Key words: temperature; phenology; productivity; relative humidity; genotypes

INTRODUCTION

Globally, the cultivation of soybeans (Glycine max (L.) Merrill) is one of the most important due to the high oil and protein content of the grain 1. Some studies show that the overall rate of yield increase in this crop will need to almost double to meet the population demands forecast for 2050, so various factors can influence yield gains over time 2.

It has recently been shown that the causes for soybean performance improvement are based on the inclusion of changes in management practices, genetic improvement, and environmental conditions 3, not to mention that the estimates of a high performance will often result in large gaps, with a considerable probability that it is not economical or sustainable 4.
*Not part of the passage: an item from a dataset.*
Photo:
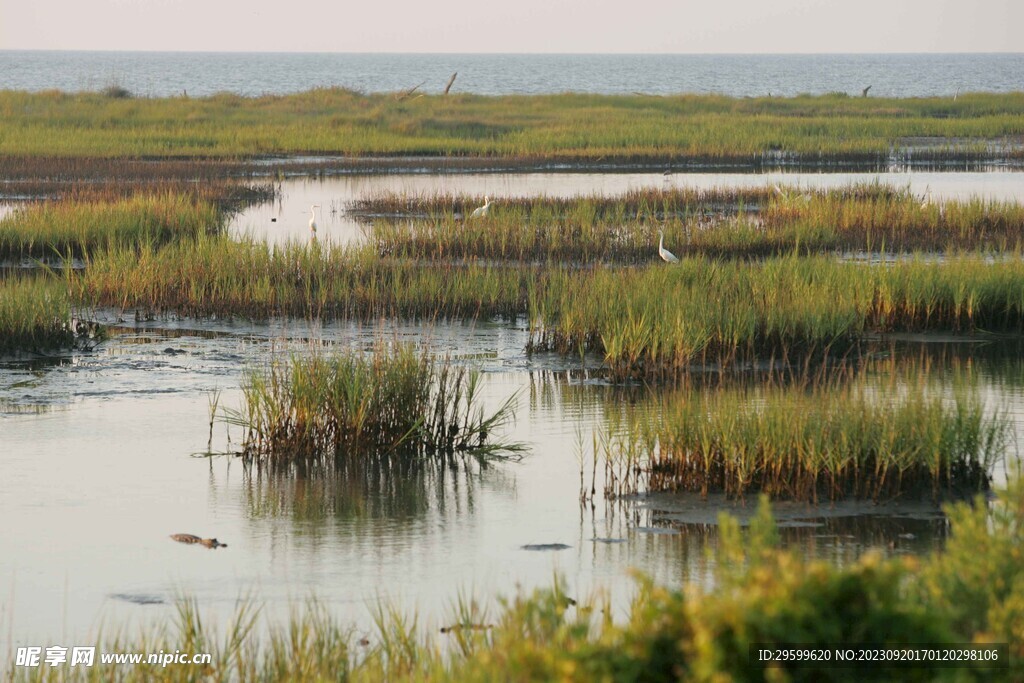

In this sense, previous studies affirmed that meteorological variables such as temperature, solar radiation, rainfall and relative humidity, cause a direct effect on growth and yield in soybean cultivation 5,6. The planting date has also been widely evaluated in different environments, considering it, one of the least expensive production decisions, while having a greater influence on yield than any other management practice 7.

On the other hand, the importance of yield has been described as the result of a process of agricultural activities carried out throughout the crop development cycle, so it is important to know its phenology, the possible duration of the different phases or stages and their potential problems and fundamental needs 8. Some results have shown that the large seasonal change in environmental conditions can have considerable effects on yields, to which the response capacity of the plant's production processes is different depending on the stage of development 1.

These aspects demonstrate to some extent that the behavior and response of soybean cultivars to environmental conditions is different depending on the planting date and the time the crop is established, hence the analysis of meteorological variables may be adequate to detect the adaptation differences of soy in a given environment. Therefore, the present work was developed with the objective of evaluating the variability of the yield in four soybean cultivars (Glycine max (L.) Merrill), associated with meteorological variables (temperatures, solar radiation and relative humidity), according to date of sow in the springtime.

MATERIALS AND METHODS

The experiments were carried out in the Base Technological Scientific Unit, Los Palacios (UCTB-LP), belonging to the National Institute of Agricultural Sciences, located in the southern plain of the Province of Pinar del Río, at 22° 44 'north latitude. and at 83° 45 'west latitude, at 60 m a.s.l, with an approximate slope of 1 %. Four soybean cultivars of Vietnamese origin (DVN-5, DVN-6, DT-84, D-2101) were evaluated, which were planted on three different planting dates; May 2012, April 2013 and May 2013, corresponding to the Spring season.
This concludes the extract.